Posted Sep 26, 2019 6:10 UTC (Thu) by jem (subscriber, #24231) [Link]

Well, obviously nobody, since there was no way of using it until now. Besides, 640k ought to be enough for anybody.

5.4 Merge window, part 1

Posted Sep 26, 2019 10:00 UTC (Thu) by excors (subscriber, #95769) [Link] (1 responses)

> Who's making ARM systems with 4 TiB of RAM?

I guess you meant 2^52 = 4 PiB, not 4 TiB? The latter is easy: https://www.gigabyte.com/ARM-Server/R281-T94-rev-100 is a dual-socket ARM server which supports "Up to 16 DIMMS per socket, up to 4 TB of memory per system in dual socket configuration".

Then there's things like Optane DIMMs, which seem to go up to 512 GiB now, so you could physically fit 8 TiB of addressable memory per socket into that server (although I assume it won't actually work on non-Intel platforms).

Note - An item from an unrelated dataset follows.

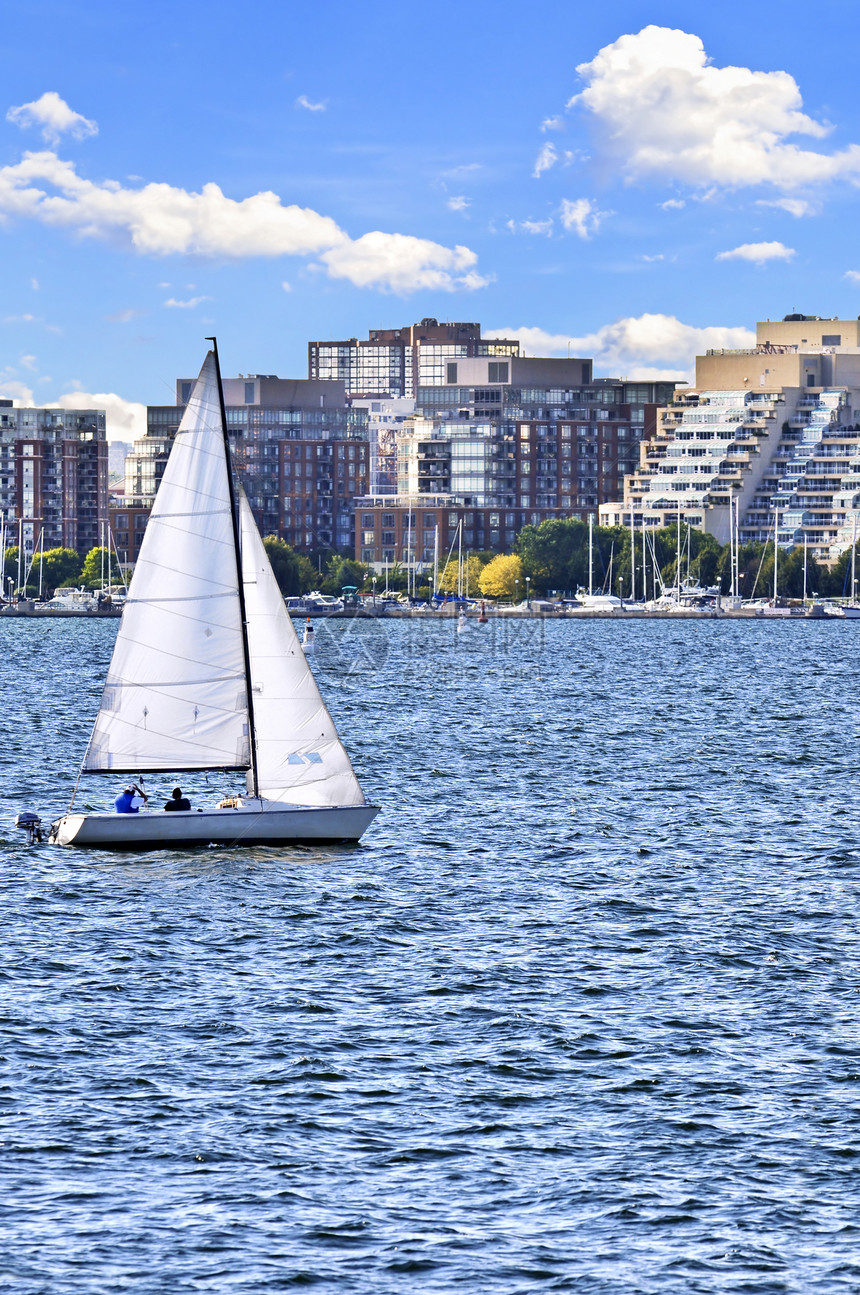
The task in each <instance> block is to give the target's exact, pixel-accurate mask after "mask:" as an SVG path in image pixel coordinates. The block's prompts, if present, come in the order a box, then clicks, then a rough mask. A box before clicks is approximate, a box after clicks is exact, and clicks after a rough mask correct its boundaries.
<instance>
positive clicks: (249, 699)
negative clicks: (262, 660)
mask: <svg viewBox="0 0 860 1295" xmlns="http://www.w3.org/2000/svg"><path fill="white" fill-rule="evenodd" d="M206 341H207V342H211V343H212V352H214V355H215V376H216V378H218V403H219V405H220V411H221V434H223V436H224V457H225V458H227V488H228V491H229V501H231V522H232V523H233V553H234V554H236V580H237V585H238V614H240V620H241V624H242V657H243V658H245V693H246V697H247V725H249V742H250V749H251V795H253V796H255V798H259V794H260V785H259V777H258V772H256V724H255V721H254V692H253V689H251V651H250V647H249V644H247V611H246V607H245V584H243V581H242V552H241V548H240V537H238V508H237V506H236V486H234V483H233V458H232V455H231V443H229V436H228V435H227V409H225V408H224V386H223V383H221V364H220V360H219V357H218V339H216V338H214V337H207V338H206Z"/></svg>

The kernel is being increased from 48-bit which is 256 TiB, and it sounds like we're not too many years away from reaching that limit.

5.4 Merge window, part 1

Posted Sep 30, 2019 16:27 UTC (Mon) by cesarb (subscriber, #6266) [Link]

To make things even more interesting, ARM can have three different base page sizes: 4KB, 16KB, and 64KB (this has led to some fun compatibility issues when packages autodetect and hardcode the page size during their build, for instance jemalloc: https://github.com/jemalloc/jemalloc/issues/467). In some distributions (for instance, current Fedora, if I read their kernel config correctly), the kernel is compiled to use 4KB pages; in other distributions (for instance, current RedHat, if I read their kernel config correctly), the kernel is compiled to use 64KB pages. The 52-bit addresses are only available when the kernel is compiled to use 64KB pages (which is probably why RedHat chose that option).